This process of returning to language and progressively ‘fine tuning’ it, forms the basis of Krashen’s much discussed ‘monitor model’  (Ellis 1990)


In the same way new vocabulary is learned by repetition, conditioning and the process of ‘noticing’ (Nation 2001 and Krashen in Ellis 1990).


A fear expressed by a number of questionnaire respondents is that by bringing PEDs or any other form of dictionary into the classroom, students do not take part in the shared discovery of new meaning. Many respondents indicated that they do restrict PED usage on occasion, and this would seem to be a very valid justification for such an approach.  As one respondent wrote:


“if they don't know a word, others might not either and they can help everyone by asking”.


Another theme which arises from the literature is that PEDs’ speed of use is detrimental to the learning process, while more complex operation involved in a paper-dictionary look up is beneficial to it.  As one respondent to the questionnaire puts it:


“I think that like most things in life the cliche 'Easy come, easy go' is highly appropriate to the learning process and the acquisition of new vocabulary.  Meaning quickly discovered …, I would argue, is very quickly forgotten.  Vocabulary that is deduced in a logical, cognitively challenging way will not be forgotten so easily - effort after meaning”.


Little empirical evidence seems to have been presented to support this view and it remains open to further research.



6.5.  PEDs present a poor model of language.


In the further comments section of the questionnaire 28 respondents wrote that PEDs provided inaccurate definitions, with some respondents giving examples. This is clearly a serious drawback for PED usage. While it is possible to improve students’ usage of PEDs, for example discouraging them from selecting the first translation or definition they find, little can be done if that translation of definition is wrong.  It is to be hoped that if this is a widespread issue with PEDs, it will be resolved with time.  Certainly where PEDs have lexical databases based on respected paper-dictionaries such as the Oxford English Dictionary, one would not expect to find inaccurate definitions.

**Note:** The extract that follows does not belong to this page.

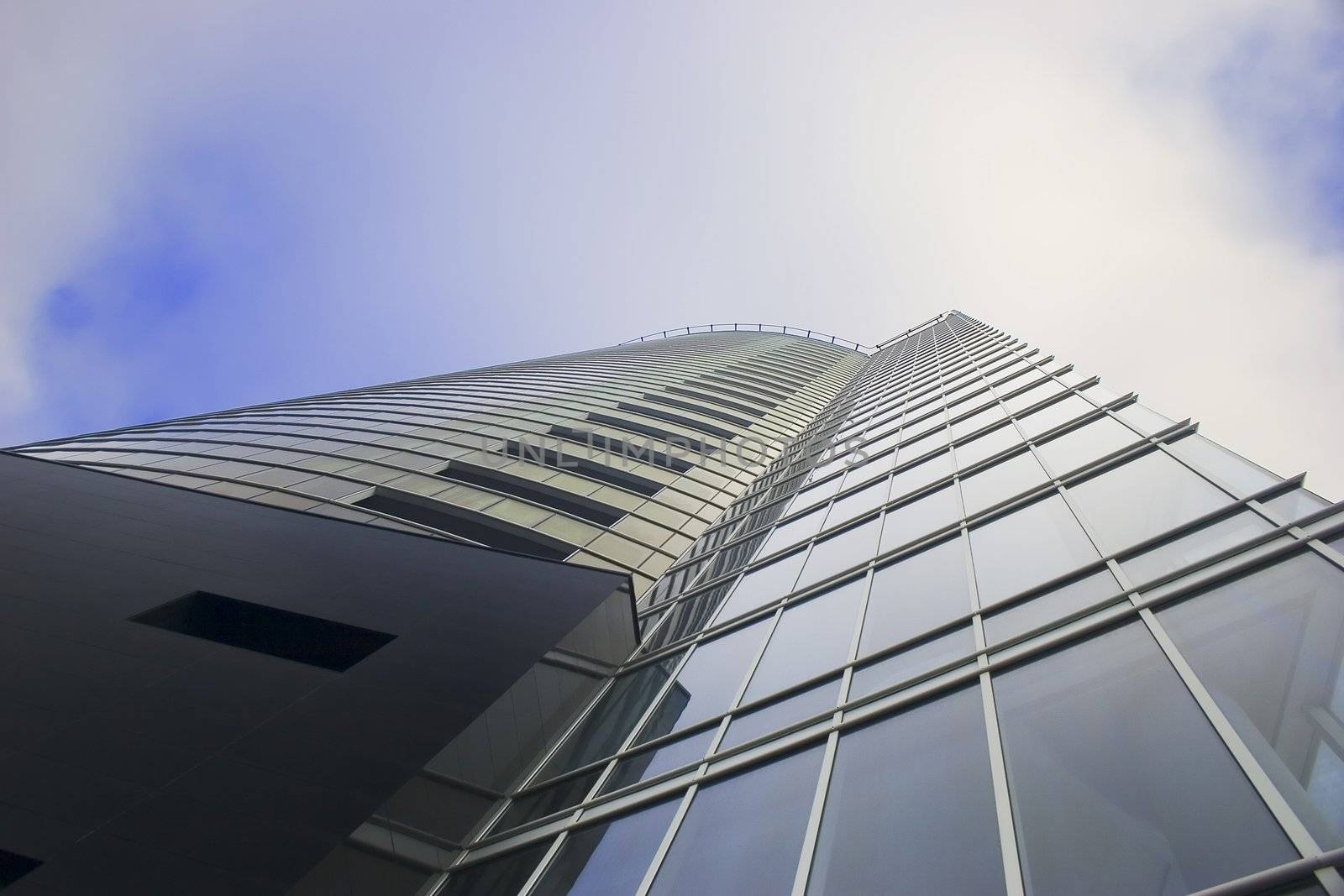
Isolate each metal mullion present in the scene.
[958,326,1026,896]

This writer has not encountered PEDs which gave inaccurate definitions, but has frequently seen students accessing inappropriate words through using one (See 5.13).  Rather than inaccuracies however, misleading omissions are sometimes found.  The writer asked a small group of PED using students to look up a series of verb/noun pairs differentiated by syllable stress, including desert, refuse and record, and to demonstrate the audible pronunciation assistance function for these words on their PEDs.  In all cases only the noun form was reproduced, even when the PED display was showing a definition of the verb form.

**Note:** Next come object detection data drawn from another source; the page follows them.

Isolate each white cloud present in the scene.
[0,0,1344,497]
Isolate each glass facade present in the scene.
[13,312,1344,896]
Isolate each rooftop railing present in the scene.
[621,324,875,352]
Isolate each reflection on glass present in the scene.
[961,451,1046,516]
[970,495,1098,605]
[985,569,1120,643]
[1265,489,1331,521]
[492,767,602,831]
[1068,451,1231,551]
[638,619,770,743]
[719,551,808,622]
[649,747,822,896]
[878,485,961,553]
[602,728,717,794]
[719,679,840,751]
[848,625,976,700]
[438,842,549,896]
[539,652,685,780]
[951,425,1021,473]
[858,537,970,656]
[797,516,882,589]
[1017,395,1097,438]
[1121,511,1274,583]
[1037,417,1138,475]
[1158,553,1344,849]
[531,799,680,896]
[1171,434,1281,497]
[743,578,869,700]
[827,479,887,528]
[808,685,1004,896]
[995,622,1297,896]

6.6.  Training in PED usage improves student performance.


This message comes across clearly from both the literature and questionnaire responses. How such training should be organized is open to further discussion, however simply taking activities aimed at improving students’ use of paper-based dictionaries, and applying these activities with a class of PED users, would be to ignore the very real differences between PED and paper dictionaries, and a missed opportunity to exploit PEDs potential for advanced look-ups, fast access, and non-sequential structure.  However, formalized training activities are not the only way to improve a class’s use of PEDs, and rather depend on the teachers having a good knowledge of how PEDs work. The questionnaire suggests that such knowledge amongst the generality of teachers may be some way in the future. The writer has found that taking an informed interest in how his classes user PEDs, asking for feedback when students reach for them during an activity, and using techniques such as back translation, has raised his students’ self awareness of how and why they use PEDs.  The students have also become aware of some of the limitations the devices have through using them in partnership with the teacher, rather than having to be given the rather heavy-handed sounding instruction which some questionnaire respondents reported.  With bilingual dictionaries there would seem to be a very real danger of the teacher appearing to tell his students that he knows more about how PEDs work than they do; unless the teacher shares a common L1 with his students this is unlikely to be the case.  One respondent put this idea in these terms:


“I feel many native English EFL teachers (at least) are unfairly negative about them. I think this is partly because we do not have access to them, we cannot easily/fairly evaluate them because we are generally not proficient in the two languages and because of our lack of familiarity”.


6.7.  PEDs may make students feel more comfortable in class and may be seen as a sign of an autonomous approach to learning.


Stirling’s (2003) and Tang’s (1997) findings on this idea are discussed at 3.2  and several questionnaire respondents made similar point such as ‘students love and believe in their electronic dictionaries’.  But while some respondents discussed their marked dislike of PEDs, or described their approach to controlling their use:


“I collect them at the door from the students who are inclined to use them... I think they are a great resource for students on their own, but they do not contribute to the classroom experience”.


or this from a TESL-L member, responding to Johanna Stirling’s 2003 posting:


“I definitely discourage to the point of collecting all of them in a basket for pickup at the end of class”. 


There were expressions of a more laissez-faire approach:


“I haven't paid a whole lot of attention to these machines, considering them the personal learning tools of the students, which they believe help them (and if they believe so, that usually makes it so)…”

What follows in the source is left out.